Minnesota’s new law goes a long way toward protecting access but doesn’t go a long way toward expanding access. Simply declaring abortion is a fundamental right doesn’t fix the fact that only eight clinics in the state perform the procedure, and 61 percent of Minnesotans who can get pregnant live in a county where no clinic exists. A 2022 state court decision, the exceedingly-detailed 140-page-long Doe v. Minnesota, did overturn some of the state’s other restrictions, such as a ban on nurse practitioners providing abortion care, a mandatory 24-hour waiting period, mandatory anti-abortion “counseling,” and a requirement that minors notify both parents. An additional bill making its way through the state legislature would formally remove those restrictions from the state legal code.
All of these moves have made Minnesota what some are calling an “access island.” The state is surrounded by states where no abortion care is available — Wisconsin and South Dakota — and states where abortion care is highly restricted — North Dakota and Iowa. But for Minnesota to truly provide for people from across the region, capacity has to increase dramatically.
Since the Dobbs decision, Planned Parenthood has seen a 150 percent uptick in calls and a 13 percent increase in patients in its Minnesota clinics. Whole Women’s Health, another abortion provider, reported a 50 percent increase in patients. Thanks to the Doe decision, nurse practitioners and physician assistants are no longer prohibited from performing abortions, and reproductive health groups in the state are working on getting those practitioners up to speed.
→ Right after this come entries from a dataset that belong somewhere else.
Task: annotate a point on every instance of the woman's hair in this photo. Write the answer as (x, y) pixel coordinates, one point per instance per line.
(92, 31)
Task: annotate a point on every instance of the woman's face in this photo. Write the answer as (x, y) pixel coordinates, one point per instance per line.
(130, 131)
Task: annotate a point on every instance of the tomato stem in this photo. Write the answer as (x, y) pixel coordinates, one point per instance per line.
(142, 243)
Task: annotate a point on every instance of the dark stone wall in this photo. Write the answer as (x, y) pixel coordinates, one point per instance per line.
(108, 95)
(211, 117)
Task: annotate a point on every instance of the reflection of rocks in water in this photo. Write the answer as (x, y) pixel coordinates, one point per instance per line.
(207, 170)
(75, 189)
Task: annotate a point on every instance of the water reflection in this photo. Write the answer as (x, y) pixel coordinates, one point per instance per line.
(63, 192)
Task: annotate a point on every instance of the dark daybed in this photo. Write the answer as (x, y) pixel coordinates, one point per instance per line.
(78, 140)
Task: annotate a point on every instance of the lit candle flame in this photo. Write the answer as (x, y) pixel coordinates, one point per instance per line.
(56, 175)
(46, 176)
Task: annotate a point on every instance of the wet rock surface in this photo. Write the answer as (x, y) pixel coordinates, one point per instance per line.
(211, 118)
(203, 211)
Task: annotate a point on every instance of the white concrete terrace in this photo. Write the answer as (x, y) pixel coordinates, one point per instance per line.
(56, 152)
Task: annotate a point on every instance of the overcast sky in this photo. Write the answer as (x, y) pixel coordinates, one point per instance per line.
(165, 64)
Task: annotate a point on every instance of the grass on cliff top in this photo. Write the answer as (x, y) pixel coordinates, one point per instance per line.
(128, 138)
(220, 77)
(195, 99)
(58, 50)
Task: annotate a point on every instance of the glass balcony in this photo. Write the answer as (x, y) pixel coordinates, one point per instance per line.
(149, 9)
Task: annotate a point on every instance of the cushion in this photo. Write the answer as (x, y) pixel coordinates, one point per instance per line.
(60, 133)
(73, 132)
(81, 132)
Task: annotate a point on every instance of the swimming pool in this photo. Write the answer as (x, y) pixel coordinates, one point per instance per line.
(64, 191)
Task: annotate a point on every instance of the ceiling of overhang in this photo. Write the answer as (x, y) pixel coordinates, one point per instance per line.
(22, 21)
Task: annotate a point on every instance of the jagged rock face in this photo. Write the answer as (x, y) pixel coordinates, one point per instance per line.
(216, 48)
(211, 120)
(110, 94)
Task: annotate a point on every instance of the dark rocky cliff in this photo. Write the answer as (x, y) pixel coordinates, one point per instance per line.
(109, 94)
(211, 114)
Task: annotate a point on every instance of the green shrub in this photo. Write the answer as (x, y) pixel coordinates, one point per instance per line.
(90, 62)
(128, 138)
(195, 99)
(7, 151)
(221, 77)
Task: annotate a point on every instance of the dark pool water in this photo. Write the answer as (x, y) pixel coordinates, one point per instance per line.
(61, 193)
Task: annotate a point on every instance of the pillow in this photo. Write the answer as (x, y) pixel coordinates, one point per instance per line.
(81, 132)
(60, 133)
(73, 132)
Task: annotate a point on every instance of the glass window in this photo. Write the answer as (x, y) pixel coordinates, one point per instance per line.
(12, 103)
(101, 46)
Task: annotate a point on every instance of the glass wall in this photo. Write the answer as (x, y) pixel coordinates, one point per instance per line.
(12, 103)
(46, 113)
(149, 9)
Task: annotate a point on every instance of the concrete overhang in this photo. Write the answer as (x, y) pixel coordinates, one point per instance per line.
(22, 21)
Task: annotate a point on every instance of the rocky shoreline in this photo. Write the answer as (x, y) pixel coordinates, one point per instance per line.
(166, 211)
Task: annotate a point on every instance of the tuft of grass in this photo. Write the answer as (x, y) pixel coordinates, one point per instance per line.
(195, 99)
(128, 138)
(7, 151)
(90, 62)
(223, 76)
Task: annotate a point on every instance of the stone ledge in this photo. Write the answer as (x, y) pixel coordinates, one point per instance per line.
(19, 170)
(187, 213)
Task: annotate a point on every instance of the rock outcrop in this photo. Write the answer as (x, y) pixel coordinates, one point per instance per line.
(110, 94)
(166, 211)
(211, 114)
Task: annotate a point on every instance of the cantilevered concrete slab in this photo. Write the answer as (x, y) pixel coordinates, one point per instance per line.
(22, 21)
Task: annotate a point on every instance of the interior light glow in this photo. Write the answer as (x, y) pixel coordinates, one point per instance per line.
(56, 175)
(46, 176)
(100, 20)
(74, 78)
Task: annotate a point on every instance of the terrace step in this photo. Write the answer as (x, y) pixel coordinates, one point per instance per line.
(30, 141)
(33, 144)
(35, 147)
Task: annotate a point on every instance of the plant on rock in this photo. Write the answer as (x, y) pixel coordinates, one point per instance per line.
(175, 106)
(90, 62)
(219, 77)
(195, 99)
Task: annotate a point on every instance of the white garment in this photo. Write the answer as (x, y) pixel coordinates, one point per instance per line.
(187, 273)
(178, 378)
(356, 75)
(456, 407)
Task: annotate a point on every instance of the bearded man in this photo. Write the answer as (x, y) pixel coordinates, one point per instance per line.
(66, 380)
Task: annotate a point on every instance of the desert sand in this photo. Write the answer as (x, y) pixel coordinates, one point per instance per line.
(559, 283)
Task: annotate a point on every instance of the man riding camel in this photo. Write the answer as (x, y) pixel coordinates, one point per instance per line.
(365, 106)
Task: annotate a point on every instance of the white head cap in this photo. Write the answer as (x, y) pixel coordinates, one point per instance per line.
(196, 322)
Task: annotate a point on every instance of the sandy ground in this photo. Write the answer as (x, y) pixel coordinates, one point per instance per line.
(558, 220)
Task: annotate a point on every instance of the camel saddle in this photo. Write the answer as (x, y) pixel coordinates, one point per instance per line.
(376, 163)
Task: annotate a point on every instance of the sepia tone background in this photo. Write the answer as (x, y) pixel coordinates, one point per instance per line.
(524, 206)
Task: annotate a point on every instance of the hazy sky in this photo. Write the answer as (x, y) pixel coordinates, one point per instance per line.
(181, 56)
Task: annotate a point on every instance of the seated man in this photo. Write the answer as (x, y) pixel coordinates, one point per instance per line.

Minnesota shows the way for other blue states
It’s important to note that Minnesota’s success in this arena was thanks to a fortunate convergence of events. There’s an existing state court decision finding a right to an abortion under the state constitution. Democrats currently hold the trifecta of the state House, Senate, and governor’s mansion. (Dems won the Senate last November, giving them all three for the first time in a decade). Not every state is going to have those advantages.
However, Minnesota’s success shows that the path forward post-Roe is at the state level, whether through state courts, state legislatures, or both. Federal legislation isn’t possible right now, with the Republicans holding the House and some Democrats in the Senate being wobbly on abortion rights (looking at you, Joe Manchin). Going through federal courts is a fool’s errand. One lone Trump appointee may soon wipe out access to one of the drugs used in medication abortions. Even when there’s a bright spot, such as a DC federal judge finding that the 13th Amendment, which prohibits involuntary servitude, may protect abortion, any federal case ultimately runs into the buzzsaw of the extremely anti-choice Supreme Court.
There are 17 states with a Democratic trifecta right now. Each of those states is an opportunity to pass comprehensive abortion rights protections. Minnesota’s law serves as a useful model for getting something quick yet extensive on the books — protect all aspects of reproductive health care, declare the right to reproductive freedom fundamental and, if possible, tie it to the state constitution, and ensure that local governments cannot override the right to an abortion.
That’s phase one, and honestly, that’s the easy part. Phase two, where Minnesota is right now, is to do the difficult work of eradicating abortion restrictions like waiting periods and increasing the number of clinics and providers. It’s a long, hard road, but it’s now the only one we’ve got.